Consideration of the ways in which the participants’ perceptions of the interviewer influenced the interview interactions may have particular significance with regard to this study. Interviews were conducted by the dedicated research midwife involved in the PLUTO trial, who was required to maintain an effective professional relationship with all trial participants. It is possible that some women involved in the trial may have considered that this created some ‘distance’ between the midwife as a ‘professional’ and themselves as ‘patients’. Some participants may have assumed that the midwife would act purely in the best interests of them and their babies and therefore would not discuss involvement in research that might carry risks. 95 However, this patient–professional relationship could also lead to participants responding to questions in a way that they deemed socially or culturally acceptable, or expected.

Implications for practice

As data saturation was not reached within this study, further research with women who are asked to participate in both interventional and non-interventional clinical trials during pregnancy would provide additional data on the expectations of women/couples and their motivations for participating.

However, the findings of the study do raise issues that have implications for practice. First, they have demonstrated some of the influences on decision-making that women report when considering their potential involvement in research during pregnancy. Knowledge of the factors that appear to influence decision-making with regard to participation may be used to tailor future research designs to meet the needs of pregnant women and address the issues of importance to them around this difficult time.
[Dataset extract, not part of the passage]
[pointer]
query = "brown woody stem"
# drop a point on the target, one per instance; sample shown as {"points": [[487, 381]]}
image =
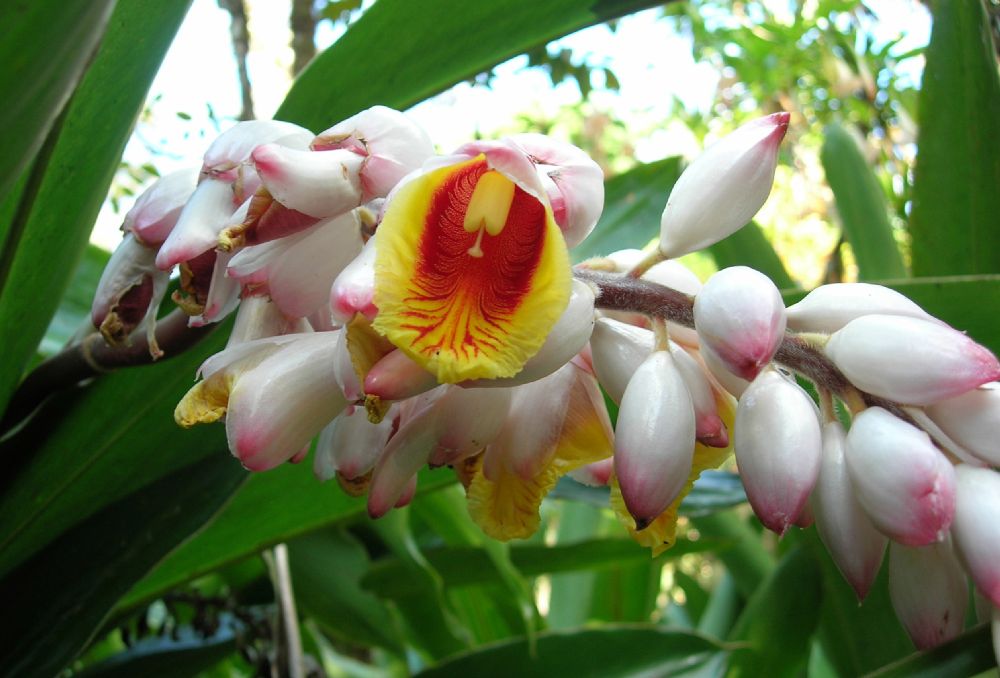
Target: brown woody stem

In addition, the requirement of women for more appropriate information sharing regarding their particular fetal anomaly seem to be a particularly important finding of this research and one that all clinicians involved in the recruitment of pregnant women to research studies should endeavour to meet.
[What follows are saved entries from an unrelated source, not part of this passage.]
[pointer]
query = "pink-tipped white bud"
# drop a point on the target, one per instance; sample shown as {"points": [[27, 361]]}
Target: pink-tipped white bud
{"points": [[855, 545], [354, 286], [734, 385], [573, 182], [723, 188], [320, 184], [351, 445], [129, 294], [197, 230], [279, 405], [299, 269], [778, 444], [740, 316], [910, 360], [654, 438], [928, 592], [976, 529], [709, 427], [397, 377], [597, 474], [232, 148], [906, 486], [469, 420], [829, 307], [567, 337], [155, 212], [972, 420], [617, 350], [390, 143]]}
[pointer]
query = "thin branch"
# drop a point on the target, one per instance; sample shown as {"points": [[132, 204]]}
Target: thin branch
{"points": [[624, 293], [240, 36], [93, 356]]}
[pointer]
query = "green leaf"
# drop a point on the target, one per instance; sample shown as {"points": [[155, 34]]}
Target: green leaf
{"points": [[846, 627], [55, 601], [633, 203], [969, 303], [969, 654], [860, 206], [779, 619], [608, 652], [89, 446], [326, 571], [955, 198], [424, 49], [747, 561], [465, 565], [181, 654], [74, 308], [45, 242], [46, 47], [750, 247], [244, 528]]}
The importance of ongoing focused discussion with regard to entry into clinical research is also a consideration for clinicians and research staff recruiting to clinical trials. Pregnant women may need to speak to professionals from different disciplines and specialties as well as dedicated research staff as they consider their potential involvement in research and may also require numerous consultations to take place before they feel able to decide whether to agree to participation.
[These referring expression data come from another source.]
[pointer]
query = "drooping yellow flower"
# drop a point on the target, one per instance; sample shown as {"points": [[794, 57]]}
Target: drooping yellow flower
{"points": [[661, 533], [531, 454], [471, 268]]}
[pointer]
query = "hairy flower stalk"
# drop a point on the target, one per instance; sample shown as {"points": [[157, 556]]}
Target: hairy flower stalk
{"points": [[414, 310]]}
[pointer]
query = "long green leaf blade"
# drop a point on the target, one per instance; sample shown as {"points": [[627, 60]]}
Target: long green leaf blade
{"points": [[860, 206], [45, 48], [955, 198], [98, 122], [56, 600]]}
It seems that an individualised approach to recruitment of pregnant women to research might be beneficial not only to ensure that recruitment targets are facilitated but also to enable the individual informational needs of women to be met. An individualised approach to recruitment of pregnant women into research studies will of necessity be mediated by both time restrictions and the availability of various clinical experts, but this could be facilitated by the use of dedicated research staff such as midwives who can focus on support during the entire research process. Indeed, the ability of women to be able to discuss the implications relating to their potential involvement in research in pregnancy was reported to be very helpful by the participants in this study.

Finally, although the experience of receiving a fetal abnormality diagnosis such as LUTO in pregnancy does not appear to deter women from embarking on a subsequent pregnancy, it should be remembered that the emotional impact that receiving this type of diagnosis infers is significant to women and their partners alike. The frequent visualisation of the fetal abnormality on ultrasound scan seems to provoke mixed emotions in families and serves as a reminder of the need for professionals to be highly sensitive during ultrasound scan assessments and during the discussions that follow them, and to be both observant and reactive to the needs of women undergoing regular ultrasound scan assessments in this respect.